The sci-rna-seq3 sequencing construct is organized in the following way:

```text
            ┌─'illumina_p5:29'
            ├─'i5:10'
            ├─'truseq_read_1_adapter:33'
            │                            ┌─'hairpin_barcode:10'
            │                            ├─'hairpin_adapter:6'
            ├─read_1─────────────────────┤
            │                            ├─'umi:8'
──RNA───────┤                            └─'cell_bc:10'
            ├─'poly_T:98'
            ├─'read_2:98'
            │                            ┌─'ME:19'
            ├─i7_primer──────────────────┤
            │                            └─'s7:15'
            ├─'i7:10'
            └─'illumina_p7:24'
```

Visualization from [seqspec](https://github.com/IGVF/seqspec).

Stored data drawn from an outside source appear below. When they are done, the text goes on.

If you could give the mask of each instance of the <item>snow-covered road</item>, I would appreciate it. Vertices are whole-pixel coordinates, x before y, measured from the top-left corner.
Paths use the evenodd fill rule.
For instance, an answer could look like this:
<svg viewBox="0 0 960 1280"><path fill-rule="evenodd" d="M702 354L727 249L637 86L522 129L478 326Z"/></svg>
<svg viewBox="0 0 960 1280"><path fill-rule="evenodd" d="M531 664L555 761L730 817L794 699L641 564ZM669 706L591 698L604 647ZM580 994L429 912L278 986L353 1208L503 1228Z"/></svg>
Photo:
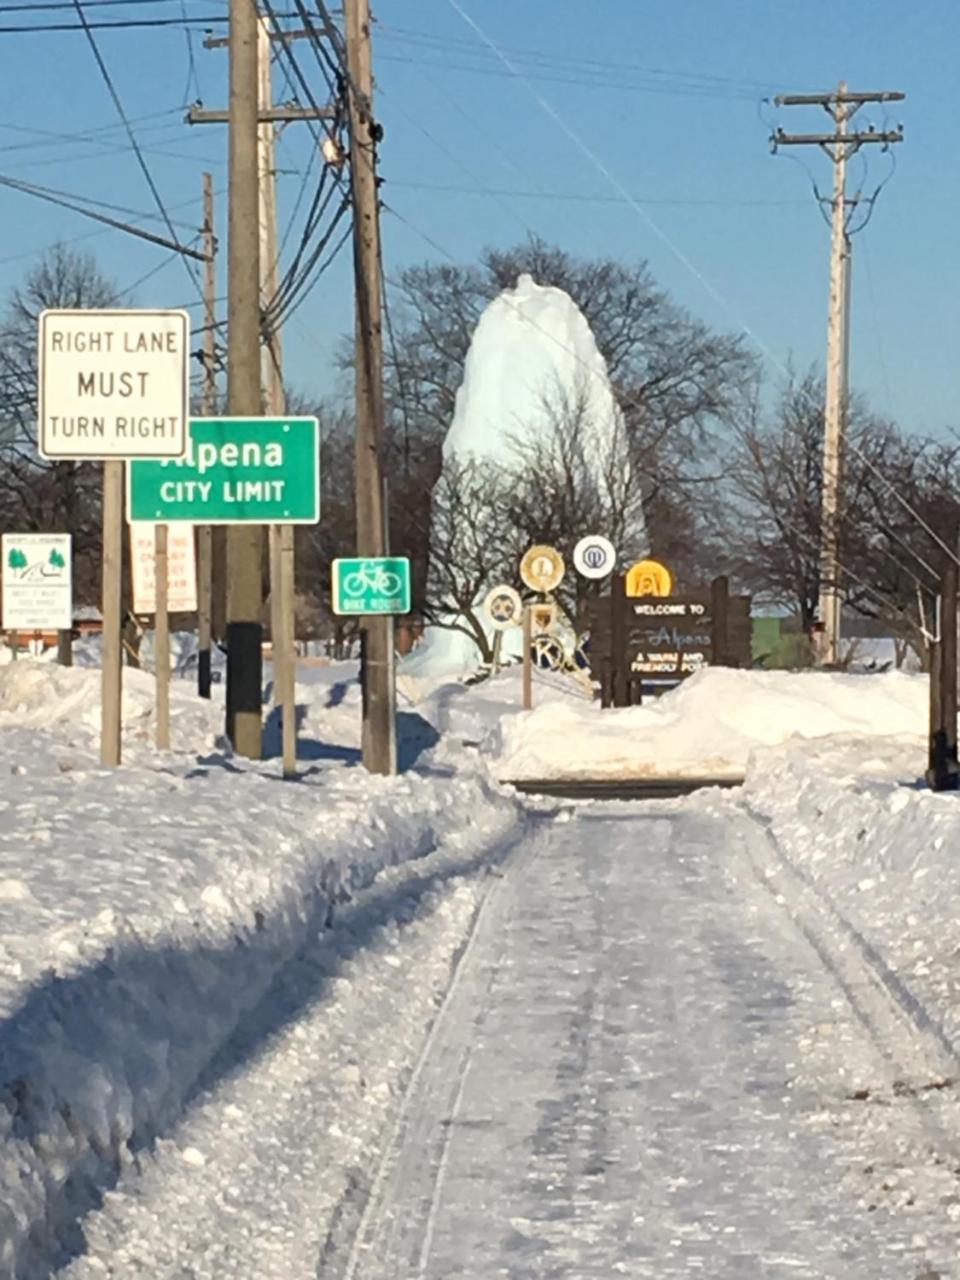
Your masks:
<svg viewBox="0 0 960 1280"><path fill-rule="evenodd" d="M390 869L63 1274L960 1276L949 1054L766 839L592 805Z"/></svg>
<svg viewBox="0 0 960 1280"><path fill-rule="evenodd" d="M594 808L513 860L329 1274L960 1274L938 1046L767 891L762 839Z"/></svg>

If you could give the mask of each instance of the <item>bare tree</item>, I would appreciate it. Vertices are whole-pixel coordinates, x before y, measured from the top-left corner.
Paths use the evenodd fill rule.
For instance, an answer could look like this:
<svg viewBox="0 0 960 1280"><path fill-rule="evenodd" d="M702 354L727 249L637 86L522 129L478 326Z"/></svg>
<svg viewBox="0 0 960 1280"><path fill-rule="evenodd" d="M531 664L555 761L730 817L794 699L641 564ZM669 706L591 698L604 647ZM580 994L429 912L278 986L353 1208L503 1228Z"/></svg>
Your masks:
<svg viewBox="0 0 960 1280"><path fill-rule="evenodd" d="M810 631L820 594L823 383L794 379L771 413L755 395L736 427L725 492L737 576L796 609ZM923 649L944 518L958 509L958 446L901 432L850 399L840 511L847 608Z"/></svg>
<svg viewBox="0 0 960 1280"><path fill-rule="evenodd" d="M619 412L598 420L590 388L547 388L536 421L515 423L503 456L448 456L423 504L429 521L425 608L440 627L473 639L484 661L491 643L481 617L498 583L519 586L519 564L534 543L569 556L580 537L606 532L625 550L645 549L639 480ZM589 587L567 575L558 597L577 616Z"/></svg>

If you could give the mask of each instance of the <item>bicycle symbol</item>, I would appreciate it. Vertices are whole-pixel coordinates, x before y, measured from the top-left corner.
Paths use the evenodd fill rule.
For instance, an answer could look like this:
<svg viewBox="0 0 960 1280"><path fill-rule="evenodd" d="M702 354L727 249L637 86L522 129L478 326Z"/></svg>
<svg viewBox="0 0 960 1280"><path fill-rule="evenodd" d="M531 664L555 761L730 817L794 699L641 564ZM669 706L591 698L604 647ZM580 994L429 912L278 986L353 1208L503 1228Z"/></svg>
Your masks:
<svg viewBox="0 0 960 1280"><path fill-rule="evenodd" d="M402 583L396 573L380 564L362 564L343 580L343 594L354 600L370 592L378 596L398 596Z"/></svg>
<svg viewBox="0 0 960 1280"><path fill-rule="evenodd" d="M583 562L590 569L600 569L607 562L607 553L603 547L597 546L594 542L587 547L583 553Z"/></svg>

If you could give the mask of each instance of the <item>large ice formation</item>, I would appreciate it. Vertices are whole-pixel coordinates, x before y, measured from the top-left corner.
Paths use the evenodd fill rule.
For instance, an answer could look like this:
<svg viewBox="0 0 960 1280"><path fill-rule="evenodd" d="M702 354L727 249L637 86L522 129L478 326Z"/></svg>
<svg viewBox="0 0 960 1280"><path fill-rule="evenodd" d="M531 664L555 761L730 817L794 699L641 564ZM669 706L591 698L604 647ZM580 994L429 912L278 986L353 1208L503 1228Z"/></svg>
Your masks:
<svg viewBox="0 0 960 1280"><path fill-rule="evenodd" d="M601 506L621 512L621 527L571 530L571 535L616 532L621 555L629 560L646 551L646 529L606 362L569 294L521 275L515 288L505 289L487 306L474 332L443 445L444 473L475 459L502 466L505 483L510 483L520 453L533 446L549 458L558 448L558 423L569 423L572 415L579 424L576 447L583 482L595 486ZM435 520L436 511L435 503ZM483 536L478 523L485 519L501 520L502 512L476 512L469 531L474 540ZM512 580L515 566L505 572ZM507 637L505 653L519 652L519 633L508 632ZM469 637L430 627L404 660L403 670L419 678L457 677L478 661Z"/></svg>

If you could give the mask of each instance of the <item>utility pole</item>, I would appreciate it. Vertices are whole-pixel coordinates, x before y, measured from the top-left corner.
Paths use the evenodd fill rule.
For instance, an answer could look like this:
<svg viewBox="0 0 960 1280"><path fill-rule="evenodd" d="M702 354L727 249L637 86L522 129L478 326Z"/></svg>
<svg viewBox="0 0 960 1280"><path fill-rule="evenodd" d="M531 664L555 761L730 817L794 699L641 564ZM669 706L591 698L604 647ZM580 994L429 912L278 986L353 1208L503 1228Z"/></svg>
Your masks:
<svg viewBox="0 0 960 1280"><path fill-rule="evenodd" d="M356 296L357 552L383 556L387 514L383 499L383 322L380 205L373 115L373 57L369 0L344 0L350 118ZM363 622L363 763L371 773L396 772L396 688L393 619Z"/></svg>
<svg viewBox="0 0 960 1280"><path fill-rule="evenodd" d="M260 20L258 57L260 65L260 308L264 316L263 404L269 417L286 413L283 386L283 353L280 332L270 319L268 308L277 297L280 284L277 241L276 125L269 118L273 109L270 77L270 29ZM296 655L293 652L294 537L290 525L270 527L270 638L273 656L274 705L280 708L283 725L283 773L297 771L296 738Z"/></svg>
<svg viewBox="0 0 960 1280"><path fill-rule="evenodd" d="M213 230L213 175L203 175L203 416L217 411L217 241ZM219 530L218 530L219 532ZM210 697L213 634L213 528L197 529L197 692ZM217 590L223 590L218 581Z"/></svg>
<svg viewBox="0 0 960 1280"><path fill-rule="evenodd" d="M833 161L833 198L830 201L830 309L827 322L827 377L824 403L823 478L820 516L820 660L824 666L840 661L843 593L840 585L840 526L843 512L843 454L849 388L850 274L852 245L850 218L860 203L859 193L847 196L847 161L862 146L879 143L884 148L903 141L900 128L878 132L874 128L851 132L849 123L868 102L901 102L904 94L851 93L841 81L833 93L780 94L781 107L820 106L831 117L832 133L787 134L777 129L774 150L786 146L818 146Z"/></svg>
<svg viewBox="0 0 960 1280"><path fill-rule="evenodd" d="M254 0L230 0L227 411L233 418L262 412L258 31ZM227 530L227 735L252 760L262 754L262 545L259 525Z"/></svg>
<svg viewBox="0 0 960 1280"><path fill-rule="evenodd" d="M335 105L305 107L298 103L279 107L261 105L260 44L263 28L254 0L230 0L229 30L229 36L211 36L203 42L207 49L229 49L229 110L191 107L186 120L189 124L230 126L227 412L231 417L253 418L263 414L259 191L262 146L259 127L294 120L333 120L337 117L337 108ZM298 33L283 33L283 38L292 38L295 34ZM267 40L273 38L267 36ZM272 173L272 162L270 168ZM275 253L266 255L264 266L267 268L270 267L271 256L274 261L276 259ZM282 394L282 382L279 385ZM283 412L282 407L280 412ZM240 755L259 758L262 753L263 717L261 528L257 525L231 527L227 530L226 544L227 735ZM283 574L291 583L289 596L292 600L292 531L284 545L288 545L289 550L282 561L285 565ZM292 648L291 638L291 651ZM287 687L290 688L289 681ZM292 697L291 691L291 702ZM289 719L293 727L293 715ZM285 718L285 743L289 732ZM295 745L293 751L295 753Z"/></svg>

And so the resulting R1 and R2 files boil down to:

``` txt
# R1
[linker][adapter][umi][barcode]

# R2
[cDNA]
```

## Usage

This is a single command CLI tool. It requires just the R1 and R2 filepaths

``` bash
scispeak \
    -i data/SRR7827205_sample_R1.fastq.gz \
    -I data/SRR7827205_sample_R2.fastq.gz;
```

However, it can be accelerated using multiple compression threads:

``` bash
scispeak \
    -i data/SRR7827205_sample_R1.fastq.gz \
    -I data/SRR7827205_sample_R2.fastq.gz \
    -t 8;
```

And can store a log file as well to keep matching statistics:

``` bash
scispeak \
    -i data/SRR7827205_sample_R1.fastq.gz \
    -I data/SRR7827205_sample_R2.fastq.gz \
    -t 8 \
    -l;
```

### Outputs

This program will output 3 files per run:

1. `<args.prefix>_R1.fastq.gz`: A fastq with the `[barcode][UMI]` construct for all reads passing the whitelist.
2. `<args.prefix>_R2.fastq.gz`: An unaltered fastq of the R2 for all reads passing the whitelist.
4. `<args.prefix>_log.json`: A log file containing the filtering statistics of the run.